Vielen Dank für den Tipp (hätte ich eigentlich selbst draufkommen müssen).
Ich mache mal (erneut) weiter.

"Wir erreichten Zagreb und konnten endlich Verpflegung, Munition und Treibstoff empfangen. Es wurde wieder in unserer Kombüse gekocht und es gab auch wieder etwas Tee oder auch Kaffee zu trinken.
Inzwischen bahnte sich der Frühling an und es war merklich wärmer geworden: Ein Segen für uns. Es konnten Reinigungsbäder und Zeugreinigung entsprechend den gegebenen Möglichkeiten durchgeführt, Waffen und Fahrzeuge wieder auf Vordermann gebracht werden.
Als ein paar Tage vergangen waren, kam der Befehl ,,Klarmachen zur Bahnverladung". Ein Transportzug wurde bereitgestellt und wir verluden den Rest unserer Kampfgruppe auf die Waggons. Die reise ging über Laibach und Klagenfurth Richtung Deutschland.
Zwischen Villach und Spittal im Savetal kamen in großer Höhe fünf englische Jäger geflogen, die sogenannten ,,Straßenfeger". Die Sonne schien ganz prächtig und wir waren für die ein ebenso prächtiges Zielobjekt. Unsere restliche Flak und die MGs waren feuerbereit. Wir sahen, wie ein Jäger nach dem anderen  einschwenkte und den Angriff auf unseren Transportzug einleitete. Schon krachte es, dass uns die Fetzen um die Ohren flogen. Raketenbomben trafen unsere am Zug letzte Flak und setzte sie außer  Gefecht. Die Lokomotive erhielt auch viele Treffer, so dass der Dampf aus allen Schusslöchern abpfiff.
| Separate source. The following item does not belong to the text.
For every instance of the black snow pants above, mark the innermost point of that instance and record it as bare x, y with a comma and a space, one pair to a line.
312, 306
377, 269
Der Lokführer und der Heizer waren noch während der Fahrt abgesprungen, hatten aber den Bremsvorgang zum Halten des Zuges vorher noch eingeleitet.
Weitere Treffer erhielt der Kommandowagen, die Kombüse mit den Köchen wurde zerfetzt und der Muni-Wagen fing an zu brennen. Er konnte in kurzer Zeit in die Luft fliegen. Geistesgegegenwärtig sprang der Obergefreite Klingelstein zwischen die Kupplung und löste diese, so dass der letzte Flak-Waggon und der Muni-Wagen mit Hilfe vieler Kameraden auf der zum Glück nach hinten leicht abfallenden Trasse zurückgeschoben werden konnte. Nach zirka 10 Metern rollten die Wagen von allein weiter. Wenig danach explodierte der Muni-Wagen. Weitere kleine Explosionen folgten. Die verbliebene Bordflak schoss die Rohre heiß; als die Flieger wieder angriffen. Alles, was Beine hatte, verließ den Zug und lief einen dichtbewaldeten Berghang hinauf, um Deckung zu suchen. Die Flak schoss einen der Flieger ab. Wir sahen eine Feuersäule in einiger Entfernung und hörten den Aufschlag. Danach beendeten die Jäger den Angriff und drehten ab.
Es war der letzte große Angriff, den wir auf unserem Rückmarsch vom Balkan erlitten. Wieder gab es Tote und Verletzte, Ausfälle an Geschützen und Geräten, Fahrzeugen und Waggons; auch die Lok war hinüber. Ich wurde an der Hand leicht verletzt; viele hatten nicht so ein ,,Glück": Unser Hauptfeldwebel war gefallen, die Kameraden von der Befehlsstelle, die Kochsmaate, eine ganze Flakbesatzung, einige MG-Schützen und unser letzter Sanitäter, ein Fahnenjunker.
Das alles trug sich bei ,,St. Peter im Holz" zu: Es war vernichtend gewesen. Was sollte nun ohne die Lok geschehen? Im Ort ,,St. Peter" waren Sanitäter mit Fahrzeugen und Helfern angekommen, sie nahmen sich unserer Verwundeten und Toten an und transportierten sie ab. Am späten Abend kam von irgendwo eine andere Lokomotive und wir setzten unseren Transportzug wieder zusammen. In Spittal wurde die zerschossene Lok ausrangiert und die Fahrt ins Reich wurde fortgesetzt..."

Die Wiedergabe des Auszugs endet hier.